When she returns, Merle has succeeded in opening the balcony doors and has her mobile phone in her hand. ‘Right. Shall I call, or will you?’
Fi says she will do it. Her hand trembles as she uses the phone; her voice is dull with shock. ‘Hello? Please, I need someone to come to my flat . . . There’s a man here . . . My friend and I have just arrived and there’s a body. We think it’s someone my ex-husband knows. We think he’s dead.’
‘Good,’ Merle says, when she’s finished. ‘That sounded exactly right.’
Because she’s not acting. That’s the unintended beauty of this plan of theirs: none of it has to be manufactured. The feeling that she might sob or be sick or wail and wail until someone puts a needle in her arm and blacks the world out: it’s all real.
Lyon, 6.30 p.m.
It is evening now and he is smoking a cigarette, ready to begin. He is not a fluent writer and he expects it to take him weeks, perhaps even as long as a month. When it is done, he will collect up his remaining antidepressants, plus any other medication to be had over the counter from the French pharmacies, and he will swallow them in fistfuls with the strongest vodka he can find. And he will die. He will go where he put little Ellie Rutherford.
He writes: Let me remove any doubt straight away and tell you that this is a suicide note . . . And at once, he understands why he is doing it, why he is delaying the inevitable. He wants to spend his last weeks with them, with Leo and Harry and Fi. Writing about them is not the same as being with them, in the flesh, in the house, but it’s still time together, isn’t it?
He can give them that, if nothing else.
London, 6 p.m.
While they wait, they retrieve the paperwork Fi unearthed the previous night and dig through some of the boxes to assemble the rest she might need to start investigating Bram’s embezzlement.
‘Would we do this?’ she asks Merle. ‘Would we not be too shocked by what we’ve discovered to want to go hunting through files?’
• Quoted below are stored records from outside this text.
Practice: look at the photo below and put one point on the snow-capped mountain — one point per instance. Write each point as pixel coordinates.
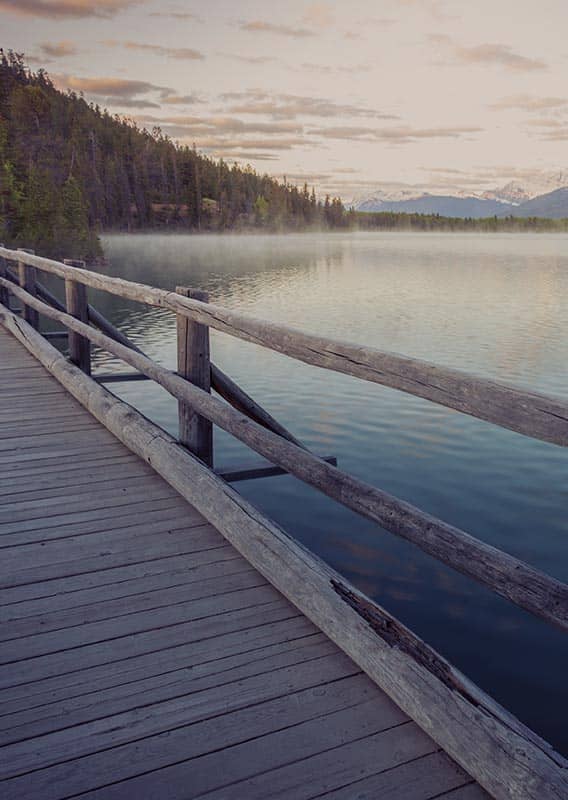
(457, 202)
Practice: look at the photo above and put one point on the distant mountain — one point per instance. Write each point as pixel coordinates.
(553, 205)
(540, 195)
(445, 205)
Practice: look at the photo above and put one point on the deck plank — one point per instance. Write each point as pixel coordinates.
(143, 657)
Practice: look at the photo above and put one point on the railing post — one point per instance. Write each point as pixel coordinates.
(77, 306)
(4, 296)
(27, 280)
(195, 432)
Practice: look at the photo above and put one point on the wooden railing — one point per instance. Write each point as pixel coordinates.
(532, 414)
(509, 760)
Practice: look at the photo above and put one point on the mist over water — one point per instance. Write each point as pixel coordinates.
(493, 305)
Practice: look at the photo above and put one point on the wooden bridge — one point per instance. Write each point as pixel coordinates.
(162, 638)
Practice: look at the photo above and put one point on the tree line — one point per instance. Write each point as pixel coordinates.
(70, 170)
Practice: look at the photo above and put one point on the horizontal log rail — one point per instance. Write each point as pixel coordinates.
(497, 750)
(504, 574)
(220, 382)
(536, 415)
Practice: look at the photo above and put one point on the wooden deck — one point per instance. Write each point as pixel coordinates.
(143, 657)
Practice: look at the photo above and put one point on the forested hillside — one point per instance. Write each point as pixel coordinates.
(70, 170)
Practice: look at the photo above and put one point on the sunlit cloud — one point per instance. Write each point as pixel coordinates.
(290, 106)
(208, 143)
(231, 125)
(526, 102)
(181, 99)
(258, 26)
(115, 91)
(319, 15)
(498, 54)
(181, 53)
(250, 59)
(123, 102)
(59, 49)
(61, 9)
(488, 55)
(398, 135)
(176, 15)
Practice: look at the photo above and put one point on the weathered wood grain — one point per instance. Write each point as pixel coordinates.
(529, 413)
(510, 761)
(27, 279)
(194, 365)
(77, 305)
(504, 574)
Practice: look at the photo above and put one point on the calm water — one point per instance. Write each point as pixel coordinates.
(492, 305)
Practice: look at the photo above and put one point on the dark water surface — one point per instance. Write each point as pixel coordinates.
(494, 305)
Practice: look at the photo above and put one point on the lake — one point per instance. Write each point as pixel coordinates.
(493, 305)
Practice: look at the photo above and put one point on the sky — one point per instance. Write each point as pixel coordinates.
(348, 96)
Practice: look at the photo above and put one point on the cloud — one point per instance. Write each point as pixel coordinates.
(65, 9)
(320, 15)
(488, 55)
(123, 102)
(115, 91)
(499, 54)
(181, 99)
(526, 102)
(284, 143)
(176, 15)
(257, 26)
(290, 106)
(249, 59)
(220, 153)
(228, 125)
(182, 53)
(398, 135)
(58, 49)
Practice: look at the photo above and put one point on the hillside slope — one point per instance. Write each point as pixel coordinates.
(69, 170)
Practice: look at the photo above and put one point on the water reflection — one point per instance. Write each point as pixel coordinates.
(492, 305)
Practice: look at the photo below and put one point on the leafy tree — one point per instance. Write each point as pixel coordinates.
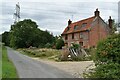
(26, 33)
(59, 43)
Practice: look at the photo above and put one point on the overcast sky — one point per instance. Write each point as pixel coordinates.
(52, 15)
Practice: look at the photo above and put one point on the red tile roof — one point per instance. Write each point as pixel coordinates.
(79, 24)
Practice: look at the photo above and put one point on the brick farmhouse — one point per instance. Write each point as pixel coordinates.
(87, 32)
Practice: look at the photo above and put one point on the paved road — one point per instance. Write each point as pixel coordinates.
(29, 68)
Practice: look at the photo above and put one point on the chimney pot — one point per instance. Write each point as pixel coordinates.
(97, 13)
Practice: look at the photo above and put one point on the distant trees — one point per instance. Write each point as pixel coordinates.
(25, 34)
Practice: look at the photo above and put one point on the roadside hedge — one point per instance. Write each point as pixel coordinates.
(107, 59)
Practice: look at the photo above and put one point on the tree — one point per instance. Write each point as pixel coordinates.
(108, 59)
(59, 43)
(6, 38)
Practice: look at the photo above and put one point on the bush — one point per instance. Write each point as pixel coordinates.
(107, 59)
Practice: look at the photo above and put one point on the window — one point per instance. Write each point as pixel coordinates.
(83, 25)
(75, 27)
(81, 35)
(72, 35)
(66, 37)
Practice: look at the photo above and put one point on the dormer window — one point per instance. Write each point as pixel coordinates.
(75, 27)
(83, 25)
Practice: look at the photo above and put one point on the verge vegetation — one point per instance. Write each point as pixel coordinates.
(8, 68)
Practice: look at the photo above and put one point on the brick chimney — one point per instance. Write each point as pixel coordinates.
(110, 21)
(97, 13)
(69, 22)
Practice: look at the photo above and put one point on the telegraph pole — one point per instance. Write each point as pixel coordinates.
(17, 13)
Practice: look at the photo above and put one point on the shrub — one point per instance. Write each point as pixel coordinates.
(107, 60)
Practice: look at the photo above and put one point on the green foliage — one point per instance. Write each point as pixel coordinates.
(59, 43)
(26, 33)
(6, 38)
(75, 46)
(107, 60)
(8, 69)
(109, 50)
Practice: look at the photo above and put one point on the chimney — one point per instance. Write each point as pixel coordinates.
(110, 22)
(97, 13)
(69, 22)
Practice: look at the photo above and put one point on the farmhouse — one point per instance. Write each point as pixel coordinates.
(87, 32)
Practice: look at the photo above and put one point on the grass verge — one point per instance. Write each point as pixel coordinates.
(8, 68)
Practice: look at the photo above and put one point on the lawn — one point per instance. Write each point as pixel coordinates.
(8, 69)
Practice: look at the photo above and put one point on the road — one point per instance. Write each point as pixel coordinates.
(29, 68)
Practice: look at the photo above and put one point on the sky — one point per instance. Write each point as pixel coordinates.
(53, 15)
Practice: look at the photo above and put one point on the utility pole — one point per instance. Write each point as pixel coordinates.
(17, 13)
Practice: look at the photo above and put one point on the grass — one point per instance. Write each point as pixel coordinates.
(8, 69)
(51, 54)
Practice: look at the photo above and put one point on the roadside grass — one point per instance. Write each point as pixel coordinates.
(8, 68)
(43, 53)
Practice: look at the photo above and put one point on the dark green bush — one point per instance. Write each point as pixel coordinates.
(107, 59)
(109, 50)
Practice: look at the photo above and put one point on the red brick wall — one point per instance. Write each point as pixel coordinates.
(90, 38)
(98, 32)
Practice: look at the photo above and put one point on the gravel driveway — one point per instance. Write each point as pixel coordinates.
(74, 68)
(30, 68)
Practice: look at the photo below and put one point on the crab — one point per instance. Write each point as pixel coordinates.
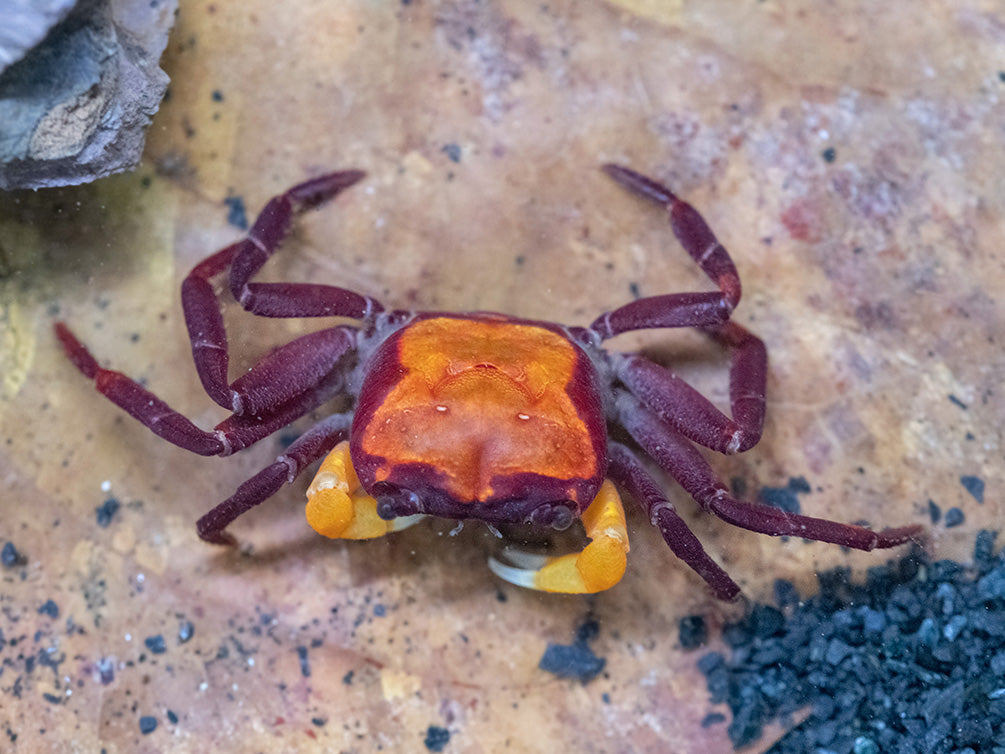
(477, 415)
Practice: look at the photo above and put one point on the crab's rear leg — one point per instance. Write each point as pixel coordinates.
(706, 310)
(684, 462)
(693, 415)
(600, 565)
(244, 258)
(630, 475)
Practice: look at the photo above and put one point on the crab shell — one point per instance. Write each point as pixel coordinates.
(480, 416)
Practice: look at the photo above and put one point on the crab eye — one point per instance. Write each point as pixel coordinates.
(398, 503)
(559, 516)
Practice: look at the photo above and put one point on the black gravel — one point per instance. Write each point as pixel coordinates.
(912, 662)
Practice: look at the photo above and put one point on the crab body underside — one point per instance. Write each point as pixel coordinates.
(478, 415)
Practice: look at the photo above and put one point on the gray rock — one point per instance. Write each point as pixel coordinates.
(75, 107)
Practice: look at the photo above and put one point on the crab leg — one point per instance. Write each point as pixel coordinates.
(244, 258)
(705, 310)
(629, 474)
(230, 435)
(693, 415)
(599, 566)
(685, 463)
(339, 507)
(271, 226)
(300, 453)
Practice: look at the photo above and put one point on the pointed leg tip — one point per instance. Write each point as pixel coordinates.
(639, 184)
(218, 538)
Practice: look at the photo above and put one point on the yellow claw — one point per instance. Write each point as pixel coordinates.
(599, 566)
(338, 507)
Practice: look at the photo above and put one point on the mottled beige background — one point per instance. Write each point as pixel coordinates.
(873, 277)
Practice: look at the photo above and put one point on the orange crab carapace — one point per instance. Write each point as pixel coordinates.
(478, 415)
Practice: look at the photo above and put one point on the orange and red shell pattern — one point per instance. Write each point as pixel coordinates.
(480, 416)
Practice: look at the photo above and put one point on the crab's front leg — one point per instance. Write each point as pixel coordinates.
(599, 566)
(339, 507)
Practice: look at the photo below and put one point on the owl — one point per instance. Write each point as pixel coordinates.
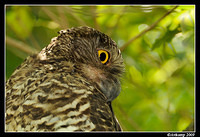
(68, 86)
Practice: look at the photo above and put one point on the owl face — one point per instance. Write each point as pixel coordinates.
(94, 55)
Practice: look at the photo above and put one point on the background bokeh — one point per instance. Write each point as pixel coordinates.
(158, 91)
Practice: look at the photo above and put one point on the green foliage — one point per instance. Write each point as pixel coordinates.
(158, 85)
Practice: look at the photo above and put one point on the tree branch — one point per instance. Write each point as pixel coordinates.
(147, 29)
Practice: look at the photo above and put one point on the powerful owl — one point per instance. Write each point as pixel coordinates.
(68, 86)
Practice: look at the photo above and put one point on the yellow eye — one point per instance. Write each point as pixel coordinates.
(103, 56)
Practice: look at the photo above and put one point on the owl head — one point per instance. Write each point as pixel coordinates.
(94, 55)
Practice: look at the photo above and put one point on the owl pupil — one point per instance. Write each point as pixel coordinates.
(102, 56)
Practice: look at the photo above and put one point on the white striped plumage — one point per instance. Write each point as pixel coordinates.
(63, 88)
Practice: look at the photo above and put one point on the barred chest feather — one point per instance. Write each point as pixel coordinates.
(43, 98)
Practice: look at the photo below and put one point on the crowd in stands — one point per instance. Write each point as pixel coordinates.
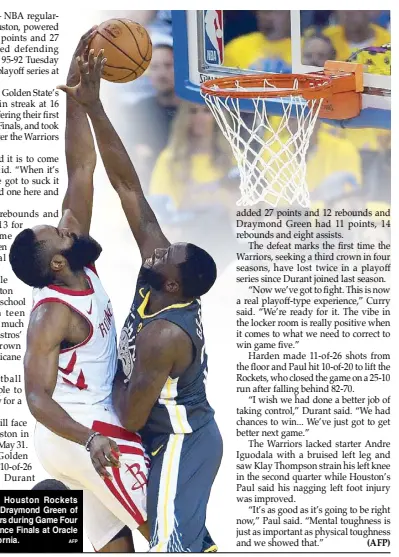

Merle considers. ‘Maybe, but the whole place is going to be sealed off, so now’s your only chance to take your passports and financial stuff. Like we said, we might need to explain why your prints are inside some of the boxes.’
Fi nods. ‘Do you think there’ll be sirens?’
‘Yes, I think an ambulance will come first. They won’t just take our word for it that he’s dead. We’re amateurs. They’ll want to see if he can be revived. Then they’ll bring in the forensics people.’